Microsoft Debuts Synthetic Speech Platform ‘Custom Neural Voice’
Microsoft has unveiled the Custom Neural Voice service and begun accepting applications from customers interested in a synthetic voice built on the neural text-to-speech (TTS) feature of Azure Cognitive Services. Custom Neural Voice is already in use by brands like Warner Bros. and Progressive, but any company can now seek to build their own artificial voice actors.

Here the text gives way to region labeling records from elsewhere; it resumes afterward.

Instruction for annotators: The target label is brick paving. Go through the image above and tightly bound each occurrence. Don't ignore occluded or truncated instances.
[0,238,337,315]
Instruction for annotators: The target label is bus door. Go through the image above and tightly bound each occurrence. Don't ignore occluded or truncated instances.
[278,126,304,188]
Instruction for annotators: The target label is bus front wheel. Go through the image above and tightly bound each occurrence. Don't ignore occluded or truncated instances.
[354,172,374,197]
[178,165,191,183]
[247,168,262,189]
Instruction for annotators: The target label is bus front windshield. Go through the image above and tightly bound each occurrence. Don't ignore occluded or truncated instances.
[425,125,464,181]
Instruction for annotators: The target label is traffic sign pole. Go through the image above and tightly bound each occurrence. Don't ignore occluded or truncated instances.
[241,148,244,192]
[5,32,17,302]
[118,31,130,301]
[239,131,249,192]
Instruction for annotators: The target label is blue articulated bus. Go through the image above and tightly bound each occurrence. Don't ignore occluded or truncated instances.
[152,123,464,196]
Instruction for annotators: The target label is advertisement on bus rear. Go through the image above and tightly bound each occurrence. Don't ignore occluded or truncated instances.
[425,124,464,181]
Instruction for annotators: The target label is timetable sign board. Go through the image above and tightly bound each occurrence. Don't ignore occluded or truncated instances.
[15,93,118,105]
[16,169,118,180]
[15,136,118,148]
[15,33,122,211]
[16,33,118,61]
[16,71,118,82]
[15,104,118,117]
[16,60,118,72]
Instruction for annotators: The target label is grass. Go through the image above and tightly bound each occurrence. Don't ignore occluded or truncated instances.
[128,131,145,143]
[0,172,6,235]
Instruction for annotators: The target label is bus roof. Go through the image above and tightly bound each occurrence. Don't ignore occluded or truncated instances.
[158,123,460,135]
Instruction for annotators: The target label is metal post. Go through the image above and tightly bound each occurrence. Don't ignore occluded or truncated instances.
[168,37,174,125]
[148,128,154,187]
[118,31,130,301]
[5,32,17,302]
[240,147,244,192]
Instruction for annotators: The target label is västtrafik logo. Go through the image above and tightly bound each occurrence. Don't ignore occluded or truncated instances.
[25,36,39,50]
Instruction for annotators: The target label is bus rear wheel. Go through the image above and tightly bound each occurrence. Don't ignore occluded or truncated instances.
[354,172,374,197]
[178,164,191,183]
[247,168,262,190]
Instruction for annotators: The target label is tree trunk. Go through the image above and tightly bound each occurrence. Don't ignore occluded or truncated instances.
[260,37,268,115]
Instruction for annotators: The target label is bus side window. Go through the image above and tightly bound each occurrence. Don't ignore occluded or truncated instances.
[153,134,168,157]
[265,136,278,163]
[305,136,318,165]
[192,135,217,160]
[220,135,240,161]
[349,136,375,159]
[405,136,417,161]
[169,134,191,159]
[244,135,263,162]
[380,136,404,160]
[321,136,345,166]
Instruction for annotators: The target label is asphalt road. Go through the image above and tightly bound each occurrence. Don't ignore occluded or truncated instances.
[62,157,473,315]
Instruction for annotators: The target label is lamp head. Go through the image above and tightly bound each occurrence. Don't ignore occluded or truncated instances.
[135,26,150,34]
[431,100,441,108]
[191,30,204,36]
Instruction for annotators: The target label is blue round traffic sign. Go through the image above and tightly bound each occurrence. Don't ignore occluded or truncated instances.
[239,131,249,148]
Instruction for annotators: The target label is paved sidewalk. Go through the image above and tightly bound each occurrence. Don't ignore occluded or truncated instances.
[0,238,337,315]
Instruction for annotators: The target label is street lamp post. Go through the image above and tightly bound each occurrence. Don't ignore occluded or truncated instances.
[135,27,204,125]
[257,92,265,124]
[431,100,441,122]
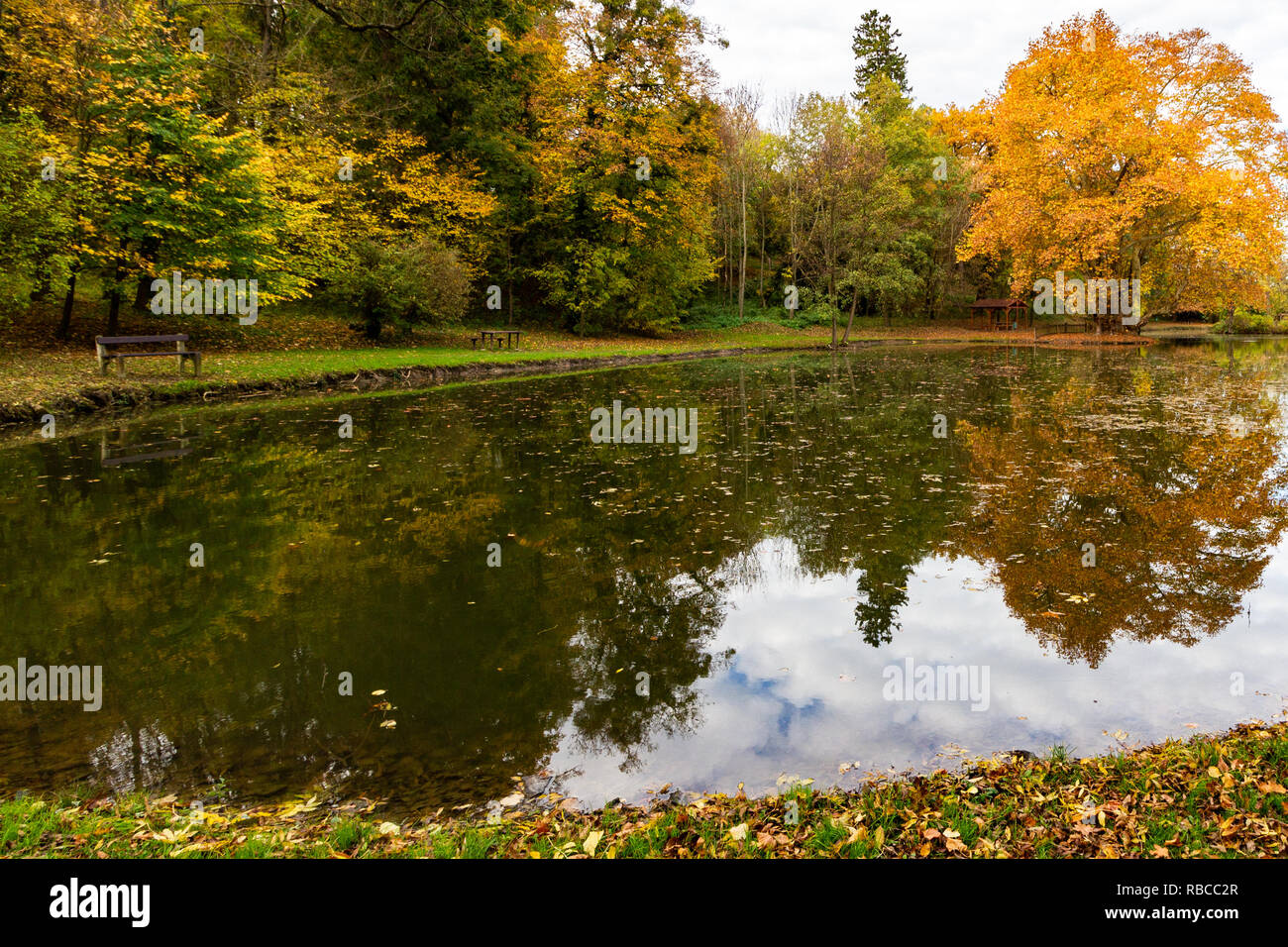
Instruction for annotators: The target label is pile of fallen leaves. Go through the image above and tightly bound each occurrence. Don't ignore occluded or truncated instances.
[0,723,1288,858]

Custom Neural Voice applies machine learning models to reproduce the prosody of a human voice, the duration, pitch, and tone of each sound. Actors record scripts that the models translate into a digital sound file that it can use to predict how that voice would make other kinds of sounds then integrates those predictions into new scripts. The more natural sound of the artificial voice comes from the AI projecting prosody while generating the voice, according to Microsoft. Microsoft is retaining approval rights for Custom Neural Voice partly to prevent potential abuse of the tech. Voice Actors have to agree that they understand what will be done with their voice and the recording is compared to a synthetic version to make sure the real actor is agreeing. And customers have to abide by a code of conduct, including telling customers explicitly that it is a synthetic voice. The next step will be some kind of digital marker built into the synthetic voice itself so that there’s never any confusion.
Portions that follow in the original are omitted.